Monday, May 21, 2012

mySQL Partitioning summary and what to watch out for

I have been looking for efficient ways to purge data from "Fast Disks" for applications that are time based and do not look at data after a time window has passed. For instance keeping a table where one stores log data from access logs and the data is okay to roll up the data and throw away the details every month. Another example is keeping a log of invites got a Facebook user from a Facebook user. Since the Facebook News feed is time based, stream publish postIds from 4 months ago do not necessarily need to be hot-the user rarely looks 4 months in the pass. Additionally with Timeline, it is hard to see a single story from 10 months ago if it is not as important as other stories. Keeping the data is necessary to delete Facebook posts from your application. So, get rid of each Invite off fast disk, and archive it on slow disks just in case you need to see the data again.
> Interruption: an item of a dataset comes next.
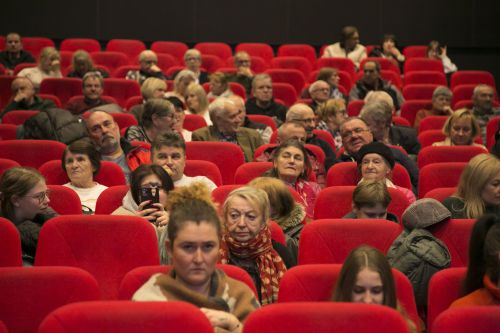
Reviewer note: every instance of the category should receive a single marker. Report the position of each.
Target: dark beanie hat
(377, 148)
One solution is to code some logic into the application to switch SQL tables based on the create date of the row and map it to a table. This works but its not very clean.

Another solution is to walk the table in question and delete the old rows with DELETE statements. This is not good. The reason is DELETE IS VERY slow. In fact, the rule of thumb is this. You can do 10000s of SELECTS per seconds 10000s of Updates per second 1000s of Inserts per second, 10s of deletes a second. (I am hand waving and being general here). Additionally for INNODB (from this point just assume I am putting everything in the context of using INNODB) DELETES undo references are stored in the master ibdata file for innodb growing said data file unbounded over time. Ever notice that it grows even with innodb_file_per_table on? That's from deletes actions and is useless data. Additionally the only way to shrink that file is to do a full export to text and import after blowing away the master ibdata file(s).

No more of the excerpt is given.